[Logging Improvement] Using lambda invocations instead of checking debug/trace isEnabled explicitly #14662

akolarkunnu · 2024-07-05T16:47:21Z

Converted debug/trace/warn/info checks to lambda based logging APIs.

Present scenario:
if (logger.isTraceEnabled()) {
logger.trace("Some long-running operation returned {}", expensiveOperation());
}
Replace the existing checking of trace/debug logging before actual logging with lambda invocations within the debug/trace loggers:
logger.trace("Some long-running operation returned {}", () -> expensiveOperation());

This achieves the same lazy logging without having to check for logger levels.

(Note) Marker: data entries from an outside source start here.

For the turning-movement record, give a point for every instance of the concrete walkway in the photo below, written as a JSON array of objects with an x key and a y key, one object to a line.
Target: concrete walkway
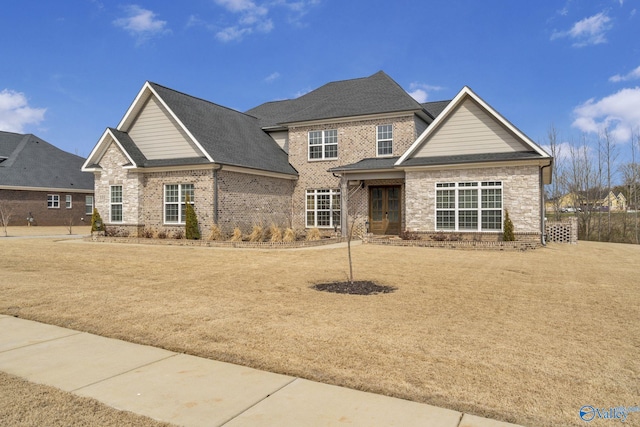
[{"x": 192, "y": 391}]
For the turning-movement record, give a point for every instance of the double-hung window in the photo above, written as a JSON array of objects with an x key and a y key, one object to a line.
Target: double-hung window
[
  {"x": 323, "y": 144},
  {"x": 323, "y": 208},
  {"x": 115, "y": 204},
  {"x": 384, "y": 140},
  {"x": 175, "y": 196},
  {"x": 469, "y": 206},
  {"x": 88, "y": 205},
  {"x": 53, "y": 201}
]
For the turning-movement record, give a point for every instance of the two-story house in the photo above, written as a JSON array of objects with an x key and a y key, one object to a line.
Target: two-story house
[{"x": 356, "y": 148}]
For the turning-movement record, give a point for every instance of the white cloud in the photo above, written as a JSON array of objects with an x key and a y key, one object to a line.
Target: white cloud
[
  {"x": 254, "y": 16},
  {"x": 272, "y": 77},
  {"x": 15, "y": 112},
  {"x": 141, "y": 23},
  {"x": 620, "y": 113},
  {"x": 632, "y": 75},
  {"x": 589, "y": 31},
  {"x": 420, "y": 91}
]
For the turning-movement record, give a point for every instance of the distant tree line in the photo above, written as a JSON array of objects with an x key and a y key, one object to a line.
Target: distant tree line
[{"x": 586, "y": 170}]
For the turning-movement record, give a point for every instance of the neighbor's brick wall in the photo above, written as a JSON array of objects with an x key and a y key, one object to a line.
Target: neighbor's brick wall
[
  {"x": 521, "y": 194},
  {"x": 113, "y": 173},
  {"x": 246, "y": 200},
  {"x": 356, "y": 141},
  {"x": 22, "y": 202}
]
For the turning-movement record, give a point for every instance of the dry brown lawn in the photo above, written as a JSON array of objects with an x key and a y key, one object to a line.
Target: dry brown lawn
[{"x": 525, "y": 337}]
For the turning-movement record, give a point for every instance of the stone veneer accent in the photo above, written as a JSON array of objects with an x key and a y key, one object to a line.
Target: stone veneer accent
[
  {"x": 243, "y": 199},
  {"x": 356, "y": 140},
  {"x": 520, "y": 187},
  {"x": 113, "y": 173}
]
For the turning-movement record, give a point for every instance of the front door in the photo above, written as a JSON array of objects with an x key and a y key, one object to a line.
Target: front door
[{"x": 384, "y": 210}]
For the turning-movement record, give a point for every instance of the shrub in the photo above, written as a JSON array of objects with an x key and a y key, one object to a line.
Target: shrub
[
  {"x": 289, "y": 236},
  {"x": 96, "y": 221},
  {"x": 256, "y": 234},
  {"x": 276, "y": 233},
  {"x": 440, "y": 236},
  {"x": 192, "y": 231},
  {"x": 313, "y": 234},
  {"x": 215, "y": 233},
  {"x": 237, "y": 235},
  {"x": 409, "y": 235},
  {"x": 508, "y": 235}
]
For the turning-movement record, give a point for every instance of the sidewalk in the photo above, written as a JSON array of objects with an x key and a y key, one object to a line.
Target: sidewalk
[{"x": 192, "y": 391}]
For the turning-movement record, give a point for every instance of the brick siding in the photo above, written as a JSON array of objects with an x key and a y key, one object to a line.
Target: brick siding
[
  {"x": 21, "y": 203},
  {"x": 520, "y": 194}
]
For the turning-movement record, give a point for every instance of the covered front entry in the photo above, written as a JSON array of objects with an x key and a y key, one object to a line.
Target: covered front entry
[{"x": 385, "y": 210}]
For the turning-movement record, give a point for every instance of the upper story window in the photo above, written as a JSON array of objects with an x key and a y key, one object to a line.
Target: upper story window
[
  {"x": 53, "y": 201},
  {"x": 115, "y": 204},
  {"x": 323, "y": 144},
  {"x": 469, "y": 206},
  {"x": 175, "y": 196},
  {"x": 384, "y": 140}
]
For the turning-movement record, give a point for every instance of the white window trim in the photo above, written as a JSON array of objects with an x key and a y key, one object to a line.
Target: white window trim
[
  {"x": 90, "y": 211},
  {"x": 53, "y": 201},
  {"x": 112, "y": 203},
  {"x": 378, "y": 141},
  {"x": 331, "y": 192},
  {"x": 180, "y": 202},
  {"x": 323, "y": 145},
  {"x": 467, "y": 185}
]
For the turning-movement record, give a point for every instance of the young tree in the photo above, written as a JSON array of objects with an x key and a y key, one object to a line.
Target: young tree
[
  {"x": 555, "y": 190},
  {"x": 6, "y": 212}
]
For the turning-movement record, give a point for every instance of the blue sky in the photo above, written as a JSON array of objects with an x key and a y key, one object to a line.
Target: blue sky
[{"x": 71, "y": 68}]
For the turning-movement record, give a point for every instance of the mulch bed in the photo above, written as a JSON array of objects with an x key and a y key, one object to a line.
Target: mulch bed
[{"x": 361, "y": 287}]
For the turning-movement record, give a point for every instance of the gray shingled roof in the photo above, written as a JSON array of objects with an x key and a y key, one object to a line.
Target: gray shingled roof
[
  {"x": 370, "y": 95},
  {"x": 435, "y": 107},
  {"x": 33, "y": 162},
  {"x": 368, "y": 164},
  {"x": 228, "y": 136},
  {"x": 388, "y": 162}
]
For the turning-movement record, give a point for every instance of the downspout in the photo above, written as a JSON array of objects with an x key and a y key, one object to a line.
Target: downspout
[{"x": 215, "y": 194}]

Javadoc of "void debug(String message, Supplier<?>... paramSuppliers)" -> "Logs a message with parameters which are only to be constructed if the logging level is the DEBUG level."

Resolves #8646

Check List

[] ~~New functionality includes testing.~~
All tests pass
~~New functionality has been documented.~~
[] ~~New functionality has javadoc added~~
~~API changes companion pull request created.~~
~~Failing checks are inspected and point to the corresponding known issue(s) (See: Troubleshooting Failing Builds)~~
Commits are signed per the DCO using --signoff
[] ~~Commit changes are listed out in CHANGELOG.md file (See: [Changelog]~~(../blob/main/CONTRIBUTING.md#changelog))~
~~Public documentation issue/PR created~~

By submitting this pull request, I confirm that my contribution is made under the terms of the Apache 2.0 license.
For more information on following Developer Certificate of Origin and signing off your commits, please check here.

github-actions · 2024-07-05T17:35:27Z

✅ Gradle check result for 825529a: SUCCESS

codecov · 2024-07-05T17:35:57Z

Codecov Report

Attention: Patch coverage is 53.78486% with 232 lines in your changes missing coverage. Please review.

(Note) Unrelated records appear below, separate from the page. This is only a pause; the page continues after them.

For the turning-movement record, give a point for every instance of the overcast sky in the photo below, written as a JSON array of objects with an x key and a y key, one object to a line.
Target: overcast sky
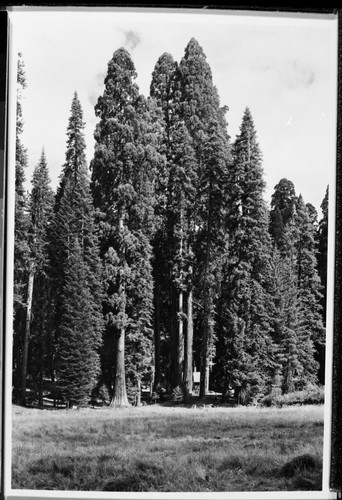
[{"x": 284, "y": 68}]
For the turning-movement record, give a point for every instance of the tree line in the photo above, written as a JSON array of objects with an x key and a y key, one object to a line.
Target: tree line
[{"x": 163, "y": 257}]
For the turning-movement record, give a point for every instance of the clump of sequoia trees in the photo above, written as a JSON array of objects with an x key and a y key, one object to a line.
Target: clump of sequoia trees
[{"x": 165, "y": 258}]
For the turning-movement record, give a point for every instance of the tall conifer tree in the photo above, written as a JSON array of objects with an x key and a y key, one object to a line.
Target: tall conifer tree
[
  {"x": 76, "y": 270},
  {"x": 21, "y": 248},
  {"x": 204, "y": 119},
  {"x": 123, "y": 176},
  {"x": 179, "y": 218},
  {"x": 41, "y": 214},
  {"x": 247, "y": 356}
]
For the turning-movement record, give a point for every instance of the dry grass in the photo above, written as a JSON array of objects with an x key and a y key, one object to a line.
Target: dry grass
[{"x": 157, "y": 448}]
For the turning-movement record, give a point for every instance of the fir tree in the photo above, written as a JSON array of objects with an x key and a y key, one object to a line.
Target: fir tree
[
  {"x": 204, "y": 119},
  {"x": 78, "y": 364},
  {"x": 247, "y": 356},
  {"x": 282, "y": 209},
  {"x": 123, "y": 176},
  {"x": 322, "y": 255},
  {"x": 41, "y": 212},
  {"x": 322, "y": 265},
  {"x": 21, "y": 248},
  {"x": 75, "y": 256},
  {"x": 179, "y": 219}
]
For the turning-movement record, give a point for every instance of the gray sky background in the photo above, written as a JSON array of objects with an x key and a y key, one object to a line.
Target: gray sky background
[{"x": 284, "y": 68}]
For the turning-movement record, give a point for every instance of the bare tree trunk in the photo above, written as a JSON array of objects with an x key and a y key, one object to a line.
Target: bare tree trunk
[
  {"x": 207, "y": 306},
  {"x": 189, "y": 345},
  {"x": 157, "y": 330},
  {"x": 139, "y": 393},
  {"x": 120, "y": 394},
  {"x": 27, "y": 337}
]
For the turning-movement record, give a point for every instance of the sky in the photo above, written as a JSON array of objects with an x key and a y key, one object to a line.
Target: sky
[{"x": 283, "y": 67}]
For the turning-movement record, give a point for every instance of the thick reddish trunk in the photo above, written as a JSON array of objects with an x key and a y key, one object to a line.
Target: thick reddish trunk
[
  {"x": 27, "y": 337},
  {"x": 189, "y": 346},
  {"x": 120, "y": 399}
]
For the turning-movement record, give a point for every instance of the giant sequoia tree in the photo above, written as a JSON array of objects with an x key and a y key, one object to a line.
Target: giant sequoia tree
[
  {"x": 246, "y": 359},
  {"x": 41, "y": 215},
  {"x": 175, "y": 234},
  {"x": 21, "y": 249},
  {"x": 205, "y": 122},
  {"x": 123, "y": 176},
  {"x": 77, "y": 274}
]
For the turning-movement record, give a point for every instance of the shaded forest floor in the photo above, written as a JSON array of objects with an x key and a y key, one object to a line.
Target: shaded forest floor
[{"x": 165, "y": 448}]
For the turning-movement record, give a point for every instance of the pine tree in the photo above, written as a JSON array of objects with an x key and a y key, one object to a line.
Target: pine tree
[
  {"x": 308, "y": 279},
  {"x": 40, "y": 211},
  {"x": 21, "y": 249},
  {"x": 75, "y": 256},
  {"x": 123, "y": 176},
  {"x": 299, "y": 289},
  {"x": 247, "y": 355},
  {"x": 78, "y": 364},
  {"x": 178, "y": 218},
  {"x": 282, "y": 209},
  {"x": 204, "y": 119},
  {"x": 322, "y": 255}
]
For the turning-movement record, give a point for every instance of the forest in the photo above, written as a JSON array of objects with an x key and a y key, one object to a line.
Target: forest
[{"x": 159, "y": 268}]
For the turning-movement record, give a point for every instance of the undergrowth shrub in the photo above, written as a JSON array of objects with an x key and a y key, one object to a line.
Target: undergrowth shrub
[
  {"x": 177, "y": 395},
  {"x": 312, "y": 395}
]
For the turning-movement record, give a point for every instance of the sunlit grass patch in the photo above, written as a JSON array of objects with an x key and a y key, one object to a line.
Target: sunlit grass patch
[{"x": 166, "y": 449}]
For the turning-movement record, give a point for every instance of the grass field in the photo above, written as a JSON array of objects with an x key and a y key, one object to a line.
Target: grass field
[{"x": 155, "y": 448}]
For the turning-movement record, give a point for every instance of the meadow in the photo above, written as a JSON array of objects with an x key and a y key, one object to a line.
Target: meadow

Project coverage is 71.81%. Comparing base (a918530) to head (c57d7e4).
Report is 412 commits behind head on main.

Files with missing lines	Patch %	Lines
...uting/allocation/decider/DiskThresholdDecider.java	31.81%	30 Missing ⚠️
...ch/indices/recovery/PeerRecoveryTargetService.java	5.55%	17 Missing ⚠️
...ing/allocation/allocator/RemoteShardsBalancer.java	48.27%	15 Missing ⚠️
...upport/replication/TransportReplicationAction.java	23.52%	13 Missing ⚠️
...ent/QueueResizingOpenSearchThreadPoolExecutor.java	14.28%	12 Missing ⚠️
...earch/action/search/AbstractSearchAsyncAction.java	43.75%	8 Missing and 1 partial ⚠️
...on/support/broadcast/TransportBroadcastAction.java	0.00%	9 Missing ⚠️
...rch/repositories/blobstore/FileRestoreContext.java	20.00%	8 Missing ⚠️
...g/opensearch/transport/netty4/Netty4Transport.java	12.50%	7 Missing ⚠️
.../org/opensearch/gateway/ReplicaShardAllocator.java	36.36%	7 Missing ⚠️
... and 35 more

Additional details and impacted files

@@             Coverage Diff              @@
##               main   #14662      +/-   ##
============================================
- Coverage     71.84%   71.81%   -0.03%     
- Complexity    62911    62918       +7     
============================================
  Files          5176     5176              
  Lines        295133   295062      -71     
  Branches      42676    42534     -142     
============================================
- Hits         212029   211901     -128     
- Misses        65709    65806      +97     
+ Partials      17395    17355      -40

☔ View full report in Codecov by Sentry.
📢 Have feedback on the report? Share it here.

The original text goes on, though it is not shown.